ケルセチン・フラボノイド 論文・文献データベース

ケルセチンはフェロトーシスを阻害して喘息を改善する

出典: Translational Pediatrics 2024, 13, 1747-1759

https://tp.amegroups.org/article/view/130344/html

著者: Bo Sun, Fei Cai, Liming Yu, Ran An, Bing Wei, Miao Li

 

概要: 喘息とは、アレルギーが原因で気道(呼吸時の空気の通り道)が炎症を起こした状態です。激しい咳と呼吸の苦しさが、発作時の特徴的な症状です。世界に3億人の喘息患者が存在し、内10~15%は子供だと言われています。ケルセチンの抗炎症作用が喘息に有効である先行研究は多くありましたが、今回の研究では、ケルセチンが喘息を改善する仕組みの一部が解明されました。

卵白の蛋白質を注射して喘息を誘発したマウス18匹を6匹ずつ3群に分け、以下の処置を行いました。1) 薬物投与なし、2) ケルセチン40 mg/kgを毎日投与、3) ケルセチン80 mg/kgを毎日投与。これとは別に、卵白蛋白質を注射しないマウス6匹を正常群として用意しました。25日の投与期間が終了した後、各マウスの肺の状態を調べました。肺に全く炎症がなければ0、炎症の起きている領域が5%以内であれば0.5、炎症領域が5~10%なら1.0、10~15%なら1.5、15~20%なら2.0という具合に炎症スコアをつけます。数値が大きい程、炎症の深刻度が増し、最も重篤を意味する最大スコアは6.0になります。正常マウスの炎症スコアは当然ながら0でしたが、喘息になりケルセチンを投与しないマウスは5.4でした。しかし、ケルセチンを投与すると40 mg/kg群で3.1、80 mg/kg群は1.6と顕著な改善効果を認めました。肺組織中の鉄分を調べたところ、正常群の0.8 μmol/gに対して非投与群では2.0 μmol/gに上昇していました。一方、ケルセチンの投与で鉄濃度は減少し、40 mg/kg群が1.7 μmol/g、40 mg/kg群では1.3 μmol/gでした。このように肺の炎症スコアと鉄濃度とは密接に関係していることが分かりました。

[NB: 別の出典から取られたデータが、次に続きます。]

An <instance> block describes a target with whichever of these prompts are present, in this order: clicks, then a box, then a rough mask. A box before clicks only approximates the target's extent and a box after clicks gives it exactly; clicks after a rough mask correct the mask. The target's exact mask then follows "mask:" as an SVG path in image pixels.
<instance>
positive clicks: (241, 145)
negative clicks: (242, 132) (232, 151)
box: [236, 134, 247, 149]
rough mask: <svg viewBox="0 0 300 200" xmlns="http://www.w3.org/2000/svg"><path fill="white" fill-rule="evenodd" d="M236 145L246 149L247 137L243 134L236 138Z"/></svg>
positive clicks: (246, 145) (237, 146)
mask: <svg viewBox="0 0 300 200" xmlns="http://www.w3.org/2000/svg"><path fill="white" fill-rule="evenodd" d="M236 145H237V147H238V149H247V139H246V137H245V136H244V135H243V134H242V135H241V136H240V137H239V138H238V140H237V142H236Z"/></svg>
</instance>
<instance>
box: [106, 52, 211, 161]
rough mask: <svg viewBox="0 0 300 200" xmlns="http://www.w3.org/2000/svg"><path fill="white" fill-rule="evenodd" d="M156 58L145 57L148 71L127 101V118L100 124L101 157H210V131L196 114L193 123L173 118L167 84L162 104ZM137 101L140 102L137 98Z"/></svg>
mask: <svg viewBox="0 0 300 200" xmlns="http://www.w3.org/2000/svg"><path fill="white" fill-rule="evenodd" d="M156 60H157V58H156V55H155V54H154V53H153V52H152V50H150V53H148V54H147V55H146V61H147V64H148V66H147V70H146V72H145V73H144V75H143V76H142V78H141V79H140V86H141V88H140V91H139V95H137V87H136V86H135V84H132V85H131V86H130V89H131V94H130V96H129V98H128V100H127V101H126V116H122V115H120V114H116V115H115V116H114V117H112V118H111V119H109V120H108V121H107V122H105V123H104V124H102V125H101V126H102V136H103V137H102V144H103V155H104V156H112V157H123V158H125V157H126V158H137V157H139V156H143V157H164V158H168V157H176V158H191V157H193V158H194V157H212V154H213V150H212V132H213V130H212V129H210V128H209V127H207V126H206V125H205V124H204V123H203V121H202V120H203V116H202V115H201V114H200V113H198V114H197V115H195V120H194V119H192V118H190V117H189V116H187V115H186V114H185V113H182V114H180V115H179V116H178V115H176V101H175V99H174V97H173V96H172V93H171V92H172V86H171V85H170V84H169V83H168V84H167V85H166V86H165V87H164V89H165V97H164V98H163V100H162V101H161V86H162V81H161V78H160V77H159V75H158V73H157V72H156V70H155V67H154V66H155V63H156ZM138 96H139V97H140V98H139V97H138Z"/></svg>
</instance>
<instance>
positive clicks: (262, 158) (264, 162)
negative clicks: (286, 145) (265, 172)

以上の結果から、喘息による肺組織の炎症は「フェロトーシス」と呼ばれる鉄が媒介する細胞死により、ケルセチンはフェロトーシスを阻害して炎症を軽減するという仮説が立てられました。

次に、この仮説を確かめる実験を行いました。肺に限らず全身の組織には、恒常性を保つためにSIRT1・Nrf2・HO-1という3種類の蛋白質があります。3つの内1つでも何らかの原因で不足した組織では、フェロトーシスが誘導されて細胞死が起こります。そこで、肺組織における3蛋白質の発現状況を調べました。面白いことに、3蛋白質はいずれも、正常群に比べて非投与群で大幅に減少しており喘息による肺組織のフェロトーシスが示唆されました。しかし、ケルセチンの投与で3蛋白質の発現は改善され、特に80 mg/kg群のSIRT1とNrf2は正常群と変わりませんでした。

最後に6匹の喘息マウスを用いて、ケルセチンの代わりにフェロトーシス阻害剤を25日間投与する実験を行いました。フェロトーシス阻害剤は、ケルセチンと同じように肺の炎症スコアを改善しました。また、フェロトーシス阻害剤だけに、3蛋白質の上昇はケルセチン以上に優れており、HO-1に至っては正常マウスの発現量を凌駕した位です。

以上の結果、ケルセチンによる喘息の改善の仕組みとして、肺組織のフェロトーシスの阻害に基づく炎症の軽減が明らかになりました。